Other strange symptoms include a sudden feeling of ‘there is no hope’ and feeling suicidal, again the first time this happened was pretty dangerous as I was walking down the street in New York and suddenly started seriously thinking about jumping in front of a bus. Luckily I thought, “well before I jump I might as well have some chocolate bars”, a kind of last supper but luckily I started feeling better shortly after. The change in mood symptom can be the most difficult to detect as most people just think I’m being weird rather than need sugar so I would suggest being aware that if you have a friend or relative who is having a serious hypo they may not be acting themselves. I have acted completely crazy at times due to the Fight or flight survival mode kicking in on a subconscious level. In fact there is a link to all the emotions and you can’t predict which one the hypo is going to trigger, my wife would love to tell you stories of how daft and juvenile I can sometimes act and my parents could tell you about the times I have become aggressive. The subconscious mind in survival mode isn’t rational; when I am in this state of mind I often don’t want any help and even refuse it quite aggressively, luckily my loved ones have developed ways to treat me like a child and offer me treats if I eat sugar.

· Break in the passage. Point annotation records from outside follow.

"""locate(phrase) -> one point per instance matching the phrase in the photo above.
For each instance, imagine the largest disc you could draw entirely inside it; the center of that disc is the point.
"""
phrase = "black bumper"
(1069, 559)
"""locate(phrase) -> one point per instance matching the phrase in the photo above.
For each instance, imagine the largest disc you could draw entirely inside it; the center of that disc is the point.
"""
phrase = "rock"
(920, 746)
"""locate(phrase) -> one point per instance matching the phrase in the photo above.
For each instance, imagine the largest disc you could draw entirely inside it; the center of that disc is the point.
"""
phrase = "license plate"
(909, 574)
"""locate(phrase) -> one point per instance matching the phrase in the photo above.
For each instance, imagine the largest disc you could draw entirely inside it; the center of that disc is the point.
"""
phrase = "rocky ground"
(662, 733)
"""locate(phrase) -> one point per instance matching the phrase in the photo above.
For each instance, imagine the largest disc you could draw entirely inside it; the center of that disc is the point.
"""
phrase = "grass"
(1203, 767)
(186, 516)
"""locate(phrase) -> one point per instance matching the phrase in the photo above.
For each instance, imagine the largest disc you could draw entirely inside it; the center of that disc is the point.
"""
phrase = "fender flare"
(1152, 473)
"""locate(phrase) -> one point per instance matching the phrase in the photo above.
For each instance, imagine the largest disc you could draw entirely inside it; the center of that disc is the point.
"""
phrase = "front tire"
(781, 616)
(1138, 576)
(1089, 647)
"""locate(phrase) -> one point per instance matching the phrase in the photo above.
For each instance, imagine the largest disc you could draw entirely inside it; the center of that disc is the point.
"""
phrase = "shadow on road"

I have also had occasions where it seems to find strength from within; I was emitted to hospital in Brazil and they wanted to stick a needle in me to administer sucrose solution which my subconscious mind was not happy about. I started throwing nurses and medical equipment across the room in an act of strength I didn’t know I was capable of, in the end 4 nurses and 2 security guards had to hold me down while they tranquilised me.

Another thing I haven’t seen discussed much is the huge variation in the severity of the symptoms. I have had hypos where I feel a little weak and just eat some chocolate but on other occasions I have felt so weak I have had to lie down why someone else runs to get me some sugar and most hypos cause me to sweat a little bit but I have had hypos where it is pouring down my body to the point where it was almost unbelievable how much is coming out of my skin.

So to sum up; hypos can affect your mind and body in a large number of ways and by varying degrees of severity so be aware that if something doesn’t seem right it probably isn’t. This includes diabetics being nasty and aggressive towards you, remember it is unlikely to be their conscious/rational mind so give them sugar no matter what they call you and I always say if in doubt prick a finger.